Non sappiamo se le istituzioni cinesi abbiano agito o comunicato in ritardo al mondo intero la grave epidemia: quello che sappiamo è che comunque hanno reagito. Sono state messe in quarantena ed isolate decine di milioni di persone, costruiti due mega-ospedali in tempi record. Il picco (forse non l'unico purtroppo) è superato. I morti diminuiscono. Dal punto di vista medico, gli esperti sono stati chiari, sebbene neanch'essi conoscano bene il virus: non è la peste, ma non è neanche un raffreddore. E' un virus molto contagioso per via respiratoria, che causa complicazioni, ma dal quale si può guarire.
In Italia
Come abbiamo reagito in Italia da quando è toccato a noi fronteggiare l'emergenza? Intanto prima di ritrovarci in casa la bega, sono stati bloccati i voli diretti dalla Cina (bene, prima nazione in Europa). Forse sarebbe stato però saggio bloccare anche quelli con scalo. Per restare nella discussione degli errori, da citare è l'incognita del paziente 0, non individuato o una fantomatica diffusione del virus in un luogo che lo amplifica, come un ospedale o ancora gli psicotici svuotamenti dei supermercati. Certamente le misure adottate, come la chiusura di luoghi pubblici (scuole, università, cinema, teatri eccetera) favoriscono la lotta all'epidemia, che possiede meno canali di diffusione, anche se disposta in regioni non colpite può sembrare esagerata.
Politica e sanità
La politica, quando si verifica un'emergenza, non deve litigare. Su questo, ci aspettiamo la massima maturità dalle istituzioni e da chi ci rappresenta. Ci sono stati episodi che non avrei voluto vedere in proposito ma altri invece mi hanno reso orgoglioso del mio paese: è il caso del sostegno offerto al governo dalle opposizioni o dal lavoro dei nostri medici, fautori di una sanità italiana, che anche con tutte le difficoltà è un'eccellenza mondiale.

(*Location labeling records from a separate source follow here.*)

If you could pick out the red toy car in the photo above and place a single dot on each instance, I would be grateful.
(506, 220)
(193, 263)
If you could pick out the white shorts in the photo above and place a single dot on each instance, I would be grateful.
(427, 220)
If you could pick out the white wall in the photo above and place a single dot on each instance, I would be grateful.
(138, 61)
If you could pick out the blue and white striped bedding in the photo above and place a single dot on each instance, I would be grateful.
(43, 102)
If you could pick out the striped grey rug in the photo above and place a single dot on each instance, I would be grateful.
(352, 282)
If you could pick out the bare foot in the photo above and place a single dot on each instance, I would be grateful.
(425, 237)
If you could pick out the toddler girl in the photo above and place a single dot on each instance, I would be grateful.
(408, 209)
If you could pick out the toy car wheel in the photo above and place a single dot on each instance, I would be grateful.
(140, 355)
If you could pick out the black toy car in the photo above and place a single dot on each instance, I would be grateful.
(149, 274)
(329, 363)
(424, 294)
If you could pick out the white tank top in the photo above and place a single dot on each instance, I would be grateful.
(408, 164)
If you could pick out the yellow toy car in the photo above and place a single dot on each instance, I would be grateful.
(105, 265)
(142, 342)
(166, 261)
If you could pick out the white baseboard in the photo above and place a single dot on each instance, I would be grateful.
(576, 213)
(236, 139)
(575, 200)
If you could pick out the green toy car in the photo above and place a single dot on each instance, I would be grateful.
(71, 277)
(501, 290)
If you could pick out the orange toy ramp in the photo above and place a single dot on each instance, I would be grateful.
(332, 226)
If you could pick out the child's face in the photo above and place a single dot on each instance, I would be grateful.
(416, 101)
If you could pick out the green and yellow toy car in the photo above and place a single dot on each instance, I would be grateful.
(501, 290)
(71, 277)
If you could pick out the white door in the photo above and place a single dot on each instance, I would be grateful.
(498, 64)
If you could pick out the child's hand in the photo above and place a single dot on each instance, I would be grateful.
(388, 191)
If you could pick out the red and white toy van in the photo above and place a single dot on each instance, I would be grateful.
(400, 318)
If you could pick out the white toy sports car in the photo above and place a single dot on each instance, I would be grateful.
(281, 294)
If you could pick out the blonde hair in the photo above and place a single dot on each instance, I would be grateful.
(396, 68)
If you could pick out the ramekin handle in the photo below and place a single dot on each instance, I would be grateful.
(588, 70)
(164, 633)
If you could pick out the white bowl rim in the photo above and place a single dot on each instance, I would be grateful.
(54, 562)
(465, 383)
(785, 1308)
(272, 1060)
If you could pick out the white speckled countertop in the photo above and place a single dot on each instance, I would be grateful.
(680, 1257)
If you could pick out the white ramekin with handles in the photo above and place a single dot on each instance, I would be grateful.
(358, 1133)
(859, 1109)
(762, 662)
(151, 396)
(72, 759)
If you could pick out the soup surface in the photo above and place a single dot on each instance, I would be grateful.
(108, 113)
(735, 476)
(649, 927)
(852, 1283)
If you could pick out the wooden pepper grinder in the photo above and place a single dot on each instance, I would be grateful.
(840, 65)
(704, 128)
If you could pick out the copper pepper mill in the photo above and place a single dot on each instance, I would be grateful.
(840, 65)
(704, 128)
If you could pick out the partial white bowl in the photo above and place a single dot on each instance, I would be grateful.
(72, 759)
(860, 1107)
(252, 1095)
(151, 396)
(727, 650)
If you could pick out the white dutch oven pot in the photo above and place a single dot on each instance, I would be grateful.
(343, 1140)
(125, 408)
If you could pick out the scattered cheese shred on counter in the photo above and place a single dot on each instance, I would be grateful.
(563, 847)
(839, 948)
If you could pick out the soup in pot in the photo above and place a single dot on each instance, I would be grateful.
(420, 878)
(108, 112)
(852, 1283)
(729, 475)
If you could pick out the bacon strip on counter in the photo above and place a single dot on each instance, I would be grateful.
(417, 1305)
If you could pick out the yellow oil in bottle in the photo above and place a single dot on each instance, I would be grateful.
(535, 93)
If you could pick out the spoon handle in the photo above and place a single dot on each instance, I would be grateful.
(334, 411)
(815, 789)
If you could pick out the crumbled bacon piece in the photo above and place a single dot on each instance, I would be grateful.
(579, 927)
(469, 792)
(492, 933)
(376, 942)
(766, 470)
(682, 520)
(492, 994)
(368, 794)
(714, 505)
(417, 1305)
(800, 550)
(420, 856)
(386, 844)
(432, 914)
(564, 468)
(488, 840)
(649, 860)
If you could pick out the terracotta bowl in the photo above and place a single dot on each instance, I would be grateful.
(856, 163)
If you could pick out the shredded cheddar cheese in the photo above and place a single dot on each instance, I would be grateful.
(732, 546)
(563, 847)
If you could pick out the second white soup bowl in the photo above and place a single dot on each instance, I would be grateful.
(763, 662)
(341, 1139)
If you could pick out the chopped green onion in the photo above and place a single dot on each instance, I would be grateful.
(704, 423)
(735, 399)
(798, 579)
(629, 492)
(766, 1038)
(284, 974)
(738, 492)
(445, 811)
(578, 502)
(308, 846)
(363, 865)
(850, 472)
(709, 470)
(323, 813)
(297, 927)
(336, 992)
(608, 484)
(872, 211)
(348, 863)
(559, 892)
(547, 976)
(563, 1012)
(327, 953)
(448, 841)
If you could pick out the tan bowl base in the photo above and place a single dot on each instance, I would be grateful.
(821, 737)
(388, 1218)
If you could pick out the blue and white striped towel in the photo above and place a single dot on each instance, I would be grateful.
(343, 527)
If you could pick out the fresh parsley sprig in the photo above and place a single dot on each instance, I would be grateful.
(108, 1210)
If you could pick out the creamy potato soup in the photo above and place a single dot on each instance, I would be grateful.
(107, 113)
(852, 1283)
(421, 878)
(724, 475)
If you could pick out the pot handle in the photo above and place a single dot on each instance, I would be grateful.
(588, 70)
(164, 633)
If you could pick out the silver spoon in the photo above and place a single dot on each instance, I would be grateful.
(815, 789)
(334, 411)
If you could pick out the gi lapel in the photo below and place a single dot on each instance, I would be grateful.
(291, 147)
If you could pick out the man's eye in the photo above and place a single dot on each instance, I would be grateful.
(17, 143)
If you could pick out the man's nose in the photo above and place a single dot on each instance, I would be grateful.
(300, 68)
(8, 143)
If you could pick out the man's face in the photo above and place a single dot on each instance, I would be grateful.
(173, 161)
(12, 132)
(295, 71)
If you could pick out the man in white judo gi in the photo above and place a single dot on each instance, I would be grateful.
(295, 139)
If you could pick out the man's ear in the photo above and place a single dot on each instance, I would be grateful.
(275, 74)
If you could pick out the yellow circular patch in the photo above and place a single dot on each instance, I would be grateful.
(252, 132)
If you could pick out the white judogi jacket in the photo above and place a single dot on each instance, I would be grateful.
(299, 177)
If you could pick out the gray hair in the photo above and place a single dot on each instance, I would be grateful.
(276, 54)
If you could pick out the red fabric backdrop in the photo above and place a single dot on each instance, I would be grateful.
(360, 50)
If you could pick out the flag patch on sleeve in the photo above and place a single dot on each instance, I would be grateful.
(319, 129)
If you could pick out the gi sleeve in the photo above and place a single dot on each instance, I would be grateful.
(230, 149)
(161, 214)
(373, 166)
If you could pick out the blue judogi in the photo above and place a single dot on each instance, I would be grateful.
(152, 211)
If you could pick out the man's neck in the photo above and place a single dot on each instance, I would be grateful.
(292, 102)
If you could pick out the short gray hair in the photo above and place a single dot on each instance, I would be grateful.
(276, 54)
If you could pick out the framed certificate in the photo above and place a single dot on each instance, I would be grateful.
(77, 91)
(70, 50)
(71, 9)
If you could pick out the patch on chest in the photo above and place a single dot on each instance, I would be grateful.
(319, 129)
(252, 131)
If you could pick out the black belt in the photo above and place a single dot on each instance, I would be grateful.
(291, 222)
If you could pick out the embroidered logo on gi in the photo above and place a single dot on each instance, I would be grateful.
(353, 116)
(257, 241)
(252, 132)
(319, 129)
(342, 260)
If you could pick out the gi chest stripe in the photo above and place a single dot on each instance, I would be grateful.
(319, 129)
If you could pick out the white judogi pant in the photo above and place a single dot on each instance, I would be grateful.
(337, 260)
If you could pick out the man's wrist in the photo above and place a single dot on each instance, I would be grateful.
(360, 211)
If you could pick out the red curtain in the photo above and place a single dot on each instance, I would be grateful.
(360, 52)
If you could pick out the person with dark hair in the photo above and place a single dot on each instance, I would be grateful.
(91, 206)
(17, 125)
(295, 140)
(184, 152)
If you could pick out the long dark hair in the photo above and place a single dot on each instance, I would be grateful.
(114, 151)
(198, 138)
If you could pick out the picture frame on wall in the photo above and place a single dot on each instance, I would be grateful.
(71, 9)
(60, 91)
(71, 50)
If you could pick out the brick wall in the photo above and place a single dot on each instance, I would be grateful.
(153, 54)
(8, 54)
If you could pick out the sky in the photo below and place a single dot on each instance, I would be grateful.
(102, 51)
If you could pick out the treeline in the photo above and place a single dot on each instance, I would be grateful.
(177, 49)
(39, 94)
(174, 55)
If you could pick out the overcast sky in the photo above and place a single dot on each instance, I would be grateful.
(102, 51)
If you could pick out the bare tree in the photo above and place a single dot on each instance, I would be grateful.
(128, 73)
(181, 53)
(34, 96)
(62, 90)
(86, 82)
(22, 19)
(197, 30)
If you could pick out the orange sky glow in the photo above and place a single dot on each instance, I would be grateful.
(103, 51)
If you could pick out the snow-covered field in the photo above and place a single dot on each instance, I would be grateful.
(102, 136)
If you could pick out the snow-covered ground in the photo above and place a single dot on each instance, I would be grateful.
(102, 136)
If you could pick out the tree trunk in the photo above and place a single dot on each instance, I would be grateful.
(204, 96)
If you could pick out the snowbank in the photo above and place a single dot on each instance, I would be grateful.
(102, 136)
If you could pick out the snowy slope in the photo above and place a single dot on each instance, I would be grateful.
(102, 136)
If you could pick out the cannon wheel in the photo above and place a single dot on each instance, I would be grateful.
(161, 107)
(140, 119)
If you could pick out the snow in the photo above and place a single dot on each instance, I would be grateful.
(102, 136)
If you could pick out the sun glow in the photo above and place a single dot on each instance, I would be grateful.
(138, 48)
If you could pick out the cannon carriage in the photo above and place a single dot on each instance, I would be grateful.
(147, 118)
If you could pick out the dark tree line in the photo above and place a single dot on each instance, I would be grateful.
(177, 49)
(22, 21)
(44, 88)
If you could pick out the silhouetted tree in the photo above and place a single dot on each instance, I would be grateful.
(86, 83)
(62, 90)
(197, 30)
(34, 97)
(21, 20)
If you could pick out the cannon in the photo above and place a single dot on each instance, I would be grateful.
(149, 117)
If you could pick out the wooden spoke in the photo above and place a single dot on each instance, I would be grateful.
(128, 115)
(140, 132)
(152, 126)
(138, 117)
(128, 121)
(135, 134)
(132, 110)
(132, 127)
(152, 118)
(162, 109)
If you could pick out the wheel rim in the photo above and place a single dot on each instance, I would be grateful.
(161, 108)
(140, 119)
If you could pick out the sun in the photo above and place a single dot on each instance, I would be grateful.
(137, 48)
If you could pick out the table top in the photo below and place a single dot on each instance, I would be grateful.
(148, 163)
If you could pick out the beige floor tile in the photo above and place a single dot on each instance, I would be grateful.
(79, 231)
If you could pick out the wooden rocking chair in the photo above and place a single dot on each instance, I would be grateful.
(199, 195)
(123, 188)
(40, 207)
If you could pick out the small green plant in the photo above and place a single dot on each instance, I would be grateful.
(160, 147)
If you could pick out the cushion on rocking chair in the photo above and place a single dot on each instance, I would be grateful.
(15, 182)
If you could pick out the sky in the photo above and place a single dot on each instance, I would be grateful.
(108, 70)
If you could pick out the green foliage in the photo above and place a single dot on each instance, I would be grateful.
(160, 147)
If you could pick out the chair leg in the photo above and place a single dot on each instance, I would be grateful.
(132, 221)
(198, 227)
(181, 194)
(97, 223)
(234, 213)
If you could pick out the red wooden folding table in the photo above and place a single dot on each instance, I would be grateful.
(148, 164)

Percezione e comunicazione
Questa questione non va sopravvalutata né sottovalutata, consapevoli del fatto che la percezione della gente di un problema non collide mai con la sua realtà. E da qui i discorsi "l'influenza fa più vittime" o "dei cambiamenti climatici non gliene importa niente a nessuno". Quello che non dobbiamo fare è comunicare all'esterno il disastro da fine del mondo, che non vuol dire misconoscere la portata del virus, ma comunicarne in maniera chiara l'andamento e le misure per contenerlo.
La nostra società
Quando accadono questi eventi ci rendiamo conto di come la nostra società sia forte e fragile allo stesso tempo. Forte perché l'informazione si diffonde velocemente come il virus, perché le buone condizioni igieniche limitano la sua propagazione e ultimo ma non per importanza, grazie all'efficacia della medicina che sa fare veramente tanto. Fragile perché ci rendiamo conto di quanto dipendiamo da ogni cosa, di come abbiamo perso il senso della paura.
Ex malo bonum
Che siano queste le settimane in cui possiamo renderci conto di quali sono le cose che veramente contano nella vita, perché senza la salute, non esiste nient'altro. Spero che la politica (e l'Italia tutta) impari che solo uniti si possono superare le grandi difficoltà: per il resto, sull'economia, l'immigrazione, il lavoro, si può continuare a discutere. Da questa disgrazia dobbiamo imparare tanto. Ex malo bonum.